Activations from these models seem to hold structured information about which steps in a reasoning chain matter most, and that information is available before the model produces the following steps. Probes beat token baselines, and the signal isn't just position or length. The work applies probing to step importance and adds the pre-generation timing plus checks for surface features. It shows the representation is distributed across layers and generalizes. They do a good job setting up the token vs activation comparison and ruling out some confounds. The results suggest internals can pick up on reasoning structure that surface text misses. Where it is thinner is the link to actual model behavior. Since importance comes from post-hoc removal tests, the activations might encode correlates of removability rather than an internal importance signal the model uses. The abstract lacks specifics on how the probes were built, what data they used, or any significance testing. There are no experiments that change the activations to see effects on output, which would strengthen the causal story. This is relevant for interpretability work on reasoning models. Readers who want to look inside CoT processes beyond generated text will find the approach interesting. I would send it for peer review. The central idea is worth a closer look with full methods and more tests.

Referee Report

3 major / 2 minor

Summary. The manuscript claims that language models encode an internal representation of reasoning-step importance in their activations. Importance is operationalized via post-hoc removability (whether deleting a step changes the final answer). Probes trained on activations predict this label more accurately than token-based baselines; the signal appears in activations prior to generation of later steps, generalizes across models, is distributed over layers, and is uncorrelated with surface features such as relative position or step length.
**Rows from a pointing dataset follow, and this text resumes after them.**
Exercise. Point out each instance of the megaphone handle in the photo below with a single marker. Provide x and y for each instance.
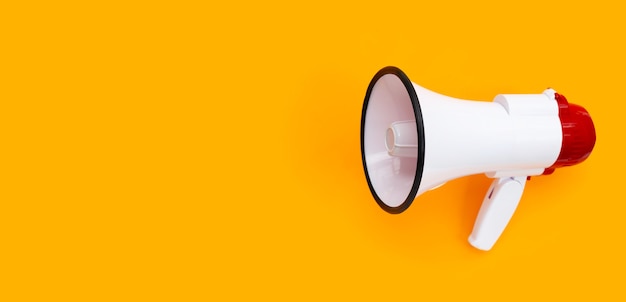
(496, 211)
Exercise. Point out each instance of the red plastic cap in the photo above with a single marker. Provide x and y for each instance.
(579, 134)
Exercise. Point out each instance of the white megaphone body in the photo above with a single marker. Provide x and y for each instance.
(414, 140)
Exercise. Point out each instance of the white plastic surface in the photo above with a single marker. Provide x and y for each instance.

Significance. If substantiated, the result would indicate that activation-based probing can recover planning-like information during chain-of-thought generation that is invisible from surface tokens alone. The pre-generation timing, cross-model generalization, and reported independence from length/position are potentially valuable contributions to mechanistic interpretability of reasoning, provided the correlational evidence is strengthened with causal tests.

major comments (3)

[Abstract and §3 (Methods)] Abstract and §3 (Methods): the abstract and methods provide no details on probe architecture, training data, regularization, or controls for confounds. Without these specifics it is impossible to determine whether the reported superiority of activations over tokens reflects genuine encoding or experimental artifacts.
[§4 (Results)] §4 (Results): the central claim that activations contain an 'internal representation of step importance' rests on probes predicting post-hoc removability labels. This is correlational evidence only; the manuscript contains no activation interventions, patching, or causal ablation experiments that would show the model actually consults this representation when deciding what to generate next.
[§4.2 (Controls and Timing)] §4.2 (Controls and Timing): the assertion that the signal 'does not correlate with surface-level features' and is present 'prior to the generation of subsequent steps' is consistent with both causal encoding and spurious correlation. Explicit correlation coefficients with position/length and a direct comparison against a position-only baseline are required to support the stronger interpretation.

minor comments (2)

[Throughout] All result tables and figures should report error bars or confidence intervals and the exact statistical test used for each comparison.
[§2 (Related Work)] The related-work section should more explicitly situate the probing approach relative to prior studies on CoT faithfulness and internal representations of reasoning.

Simulated Author's Rebuttal

3 responses · 0 unresolved

We thank the referee for their constructive comments, which highlight important areas for clarification and strengthening. We have revised the manuscript to address each point, adding methodological details, explicit controls, and a discussion of the correlational nature of the evidence. Our responses to the major comments are provided below.

read point-by-point responses

Referee: [Abstract and §3 (Methods)] Abstract and §3 (Methods): the abstract and methods provide no details on probe architecture, training data, regularization, or controls for confounds. Without these specifics it is impossible to determine whether the reported superiority of activations over tokens reflects genuine encoding or experimental artifacts.

Authors: We agree that the original manuscript lacked sufficient methodological detail. In the revised version, Section 3 has been expanded to specify the probe architecture (linear logistic regression classifiers with L2 regularization), training data construction and splits (80/20 train/test per model with 5-fold cross-validation), hyperparameter tuning via grid search, and additional confound controls including matching on token frequency and step embedding similarity. The abstract has been updated with a concise description of the probing approach. These revisions enable better evaluation of whether the activation advantage reflects genuine internal representations. revision: yes
Referee: [§4 (Results)] §4 (Results): the central claim that activations contain an 'internal representation of step importance' rests on probes predicting post-hoc removability labels. This is correlational evidence only; the manuscript contains no activation interventions, patching, or causal ablation experiments that would show the model actually consults this representation when deciding what to generate next.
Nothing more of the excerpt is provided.